PIG Validation

PIG Validation

This is the concept of the PIG App used to validate the standard in preparation.

CASCaDE is a project to standardize collaboration in systems engineering with respect to data format and ontology. A Request for Proposal (RFP) has been accepted by OMG in December 2024. Information in different formats and from diverse sources are transformed and integrated to a common knowledge graph.

A publicly available reference implementation shall validate the concepts of the standard as developed by the CASCaDE submission team. Validation is successful, if real-world data is ingested and the information needs of all users in the product lifecycle are met. Users and software vendors are given the opportunity to influence the project to assure their ideas are taken aboard. A joint effort on fundamental features (where differentiation isn't possible anyways) avoids duplicate work, improves quality and assures interoperability.

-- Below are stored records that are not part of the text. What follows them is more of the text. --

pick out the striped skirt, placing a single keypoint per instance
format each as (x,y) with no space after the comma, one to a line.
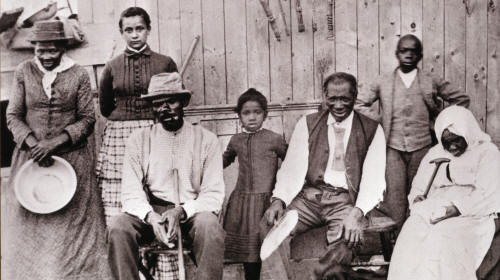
(110,162)
(109,176)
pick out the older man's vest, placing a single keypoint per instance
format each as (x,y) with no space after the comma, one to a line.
(362,133)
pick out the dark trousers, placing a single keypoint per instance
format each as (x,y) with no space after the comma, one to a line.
(400,169)
(315,210)
(126,233)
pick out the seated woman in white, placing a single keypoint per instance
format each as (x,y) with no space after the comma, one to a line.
(448,233)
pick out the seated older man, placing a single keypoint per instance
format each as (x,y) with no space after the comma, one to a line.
(151,155)
(333,174)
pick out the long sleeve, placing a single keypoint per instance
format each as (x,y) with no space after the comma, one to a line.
(290,177)
(229,154)
(365,100)
(134,199)
(423,175)
(373,185)
(16,111)
(85,116)
(451,95)
(485,199)
(106,94)
(212,189)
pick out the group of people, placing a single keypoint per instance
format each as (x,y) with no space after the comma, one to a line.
(338,168)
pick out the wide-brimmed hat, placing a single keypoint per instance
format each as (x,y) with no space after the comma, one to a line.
(47,31)
(44,190)
(278,233)
(165,85)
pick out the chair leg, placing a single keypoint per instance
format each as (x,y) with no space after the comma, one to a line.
(387,246)
(145,272)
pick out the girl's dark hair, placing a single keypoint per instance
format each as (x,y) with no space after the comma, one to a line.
(251,95)
(135,11)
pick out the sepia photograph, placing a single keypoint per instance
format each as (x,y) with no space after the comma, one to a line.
(250,139)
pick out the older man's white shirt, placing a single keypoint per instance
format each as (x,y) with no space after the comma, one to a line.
(291,176)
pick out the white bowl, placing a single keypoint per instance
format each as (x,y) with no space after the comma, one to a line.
(44,190)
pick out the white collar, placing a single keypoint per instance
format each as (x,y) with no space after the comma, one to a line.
(409,77)
(249,132)
(345,123)
(137,51)
(50,76)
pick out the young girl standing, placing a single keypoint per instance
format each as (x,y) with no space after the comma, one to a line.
(258,150)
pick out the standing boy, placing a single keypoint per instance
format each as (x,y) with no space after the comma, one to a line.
(409,100)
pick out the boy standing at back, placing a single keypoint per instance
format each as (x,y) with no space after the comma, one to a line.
(409,100)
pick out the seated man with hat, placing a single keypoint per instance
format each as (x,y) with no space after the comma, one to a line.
(148,186)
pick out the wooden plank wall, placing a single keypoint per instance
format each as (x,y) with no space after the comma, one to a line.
(237,48)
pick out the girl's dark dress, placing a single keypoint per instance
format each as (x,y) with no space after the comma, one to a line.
(258,155)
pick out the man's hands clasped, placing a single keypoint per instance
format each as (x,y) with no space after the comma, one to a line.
(165,226)
(352,228)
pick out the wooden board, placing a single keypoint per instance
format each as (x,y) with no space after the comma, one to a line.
(368,45)
(169,29)
(214,58)
(346,37)
(324,47)
(96,50)
(390,30)
(433,36)
(236,54)
(493,93)
(92,76)
(476,58)
(302,54)
(411,17)
(280,59)
(454,42)
(151,7)
(103,11)
(85,13)
(258,47)
(191,26)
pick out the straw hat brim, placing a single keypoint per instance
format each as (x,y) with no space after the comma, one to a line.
(185,95)
(34,40)
(44,190)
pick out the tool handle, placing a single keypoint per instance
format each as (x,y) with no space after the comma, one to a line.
(188,57)
(283,17)
(300,18)
(429,185)
(271,18)
(180,255)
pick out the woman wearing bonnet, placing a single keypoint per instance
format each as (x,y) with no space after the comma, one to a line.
(51,112)
(448,233)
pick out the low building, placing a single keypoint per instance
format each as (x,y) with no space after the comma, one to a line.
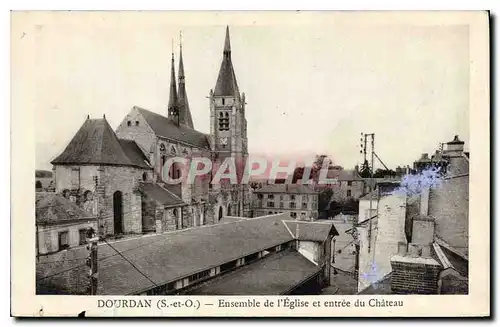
(60,223)
(300,201)
(233,257)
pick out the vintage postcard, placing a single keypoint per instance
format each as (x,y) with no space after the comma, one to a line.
(250,164)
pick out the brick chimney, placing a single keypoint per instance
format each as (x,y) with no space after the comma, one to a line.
(414,271)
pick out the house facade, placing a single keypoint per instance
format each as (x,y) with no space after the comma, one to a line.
(270,255)
(417,243)
(300,201)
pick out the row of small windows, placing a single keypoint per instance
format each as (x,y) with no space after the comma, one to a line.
(226,267)
(223,121)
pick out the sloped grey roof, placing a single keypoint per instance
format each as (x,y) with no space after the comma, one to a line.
(96,143)
(164,127)
(161,195)
(52,208)
(285,188)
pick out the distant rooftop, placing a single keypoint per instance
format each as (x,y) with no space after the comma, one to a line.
(275,274)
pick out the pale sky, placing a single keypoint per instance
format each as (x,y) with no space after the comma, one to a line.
(311,87)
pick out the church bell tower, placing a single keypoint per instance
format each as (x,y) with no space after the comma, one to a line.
(228,128)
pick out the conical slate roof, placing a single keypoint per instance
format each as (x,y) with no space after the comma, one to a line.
(96,143)
(226,82)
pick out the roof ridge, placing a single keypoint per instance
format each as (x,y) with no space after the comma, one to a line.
(171,193)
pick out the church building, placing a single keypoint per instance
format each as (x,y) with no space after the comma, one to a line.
(120,172)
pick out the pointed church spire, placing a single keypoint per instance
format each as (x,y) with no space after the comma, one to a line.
(173,112)
(185,117)
(226,82)
(227,42)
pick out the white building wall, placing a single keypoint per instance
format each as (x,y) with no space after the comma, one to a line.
(48,236)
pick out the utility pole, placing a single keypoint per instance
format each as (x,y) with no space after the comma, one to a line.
(91,261)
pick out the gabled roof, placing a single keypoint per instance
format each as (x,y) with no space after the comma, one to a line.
(172,99)
(274,275)
(52,208)
(344,175)
(311,231)
(165,127)
(161,195)
(169,256)
(184,111)
(226,82)
(96,143)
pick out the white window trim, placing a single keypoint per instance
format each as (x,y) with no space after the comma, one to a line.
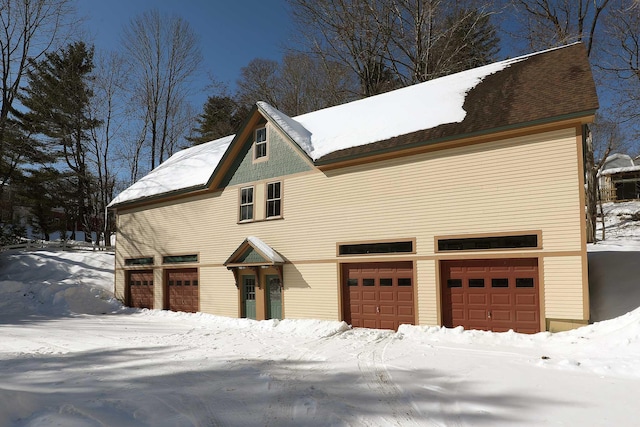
(252,204)
(273,200)
(256,143)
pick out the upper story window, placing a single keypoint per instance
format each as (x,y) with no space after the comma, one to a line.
(246,204)
(260,145)
(274,199)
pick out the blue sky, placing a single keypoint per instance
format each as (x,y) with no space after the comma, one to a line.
(232,32)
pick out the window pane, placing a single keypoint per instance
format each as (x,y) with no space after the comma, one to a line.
(406,281)
(526,282)
(476,283)
(499,283)
(261,150)
(376,248)
(454,283)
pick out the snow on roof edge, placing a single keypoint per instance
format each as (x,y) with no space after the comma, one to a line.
(266,250)
(186,170)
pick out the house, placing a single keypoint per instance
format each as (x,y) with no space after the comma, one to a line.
(619,178)
(455,202)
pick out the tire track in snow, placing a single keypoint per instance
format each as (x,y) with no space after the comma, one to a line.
(372,367)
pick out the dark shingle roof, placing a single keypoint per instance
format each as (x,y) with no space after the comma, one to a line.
(548,86)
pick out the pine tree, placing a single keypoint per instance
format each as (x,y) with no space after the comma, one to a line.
(57,99)
(221,117)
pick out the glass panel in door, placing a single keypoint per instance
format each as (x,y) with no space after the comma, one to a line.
(274,297)
(249,297)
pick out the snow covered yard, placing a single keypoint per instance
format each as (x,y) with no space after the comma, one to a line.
(71,356)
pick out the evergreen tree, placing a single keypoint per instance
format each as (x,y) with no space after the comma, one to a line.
(222,116)
(57,99)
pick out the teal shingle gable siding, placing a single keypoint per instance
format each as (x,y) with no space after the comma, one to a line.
(282,160)
(250,256)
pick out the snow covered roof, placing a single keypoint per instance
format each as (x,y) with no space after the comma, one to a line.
(189,168)
(265,249)
(614,171)
(267,252)
(531,89)
(381,117)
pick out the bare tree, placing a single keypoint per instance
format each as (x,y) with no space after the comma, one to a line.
(552,23)
(300,84)
(259,82)
(434,38)
(164,54)
(623,61)
(350,32)
(107,105)
(28,29)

This model is authored with Archi using the ArchiMate 3.2 notation, then transformed to SpecIF via ArchiMate Open Exchange file format and then transformed to HTML. The PIG App will support a similar workflow (among others) for the source data formats chosen.

Model Diagrams

▣  Validation Process

A process to validate the conceptional and technical choices made by the standard in preparation. This is preliminary and needs further discussion and detailing with the target users. Ultimately, the standard must satisfy their use-cases and needs in general.

Subject to validation:

  • Has the PIG metamodel enough expressive power to deal with real-world data?
  • Can the data be transformed between RDF/Turtle, JSON-LD and GQL without loss? In all directions and in a full round-trip?
  • Are the transformation results consistent, complete, comprehensible and finally useful?
  • Can the user's 'competency questions' be satisfactorily answered?

Validation Workflow.png

Model Elements (Glossary)

□  Apply Competency Question

Once transformed to RDF/Turtle, still according to the PIG metamodel, user-defined competency questions shall be applied to the test-data. Those queries shall validate that the graph fulfills the information needs of the various user roles accessing the data. An important criterion is that the same (i.e. standard) queries yield the desired results with different data sets. Only then, normalization with repsect to syntax and semantics is successful. It is expected, however, that the competency questions, the queried, depend on the ontology with the the current set of preferred terms.

○  Business Use-Case

A set of use-cases describing the user's need. Must be exemplary (concrete), relevant and representative.

□  CASCaDE Validation Process

□  Check Schema, Consistency and Completeness

Once transformed according to the PIG metamodel, the data shall be checked with respect to schema (shape, format), consistency (constraints) and completeness. Both formally and by expert inspection.

□  Create Test-Data

Create test-data in original format as produced by popular authoring systems of the domain, for example IBM DOORS for requirement management or Cameo for systems engineering.

Initially, test-data should be small and cover relevant and typical aspects of the domain to drive and validate the development of transformations. Later on, real or near-real project data 'from the field' with growing complexity should be supplied.

□  Export Plugin

Transforms a selected subgraph from the internal data format according to the PIG metamodel to a desired output format.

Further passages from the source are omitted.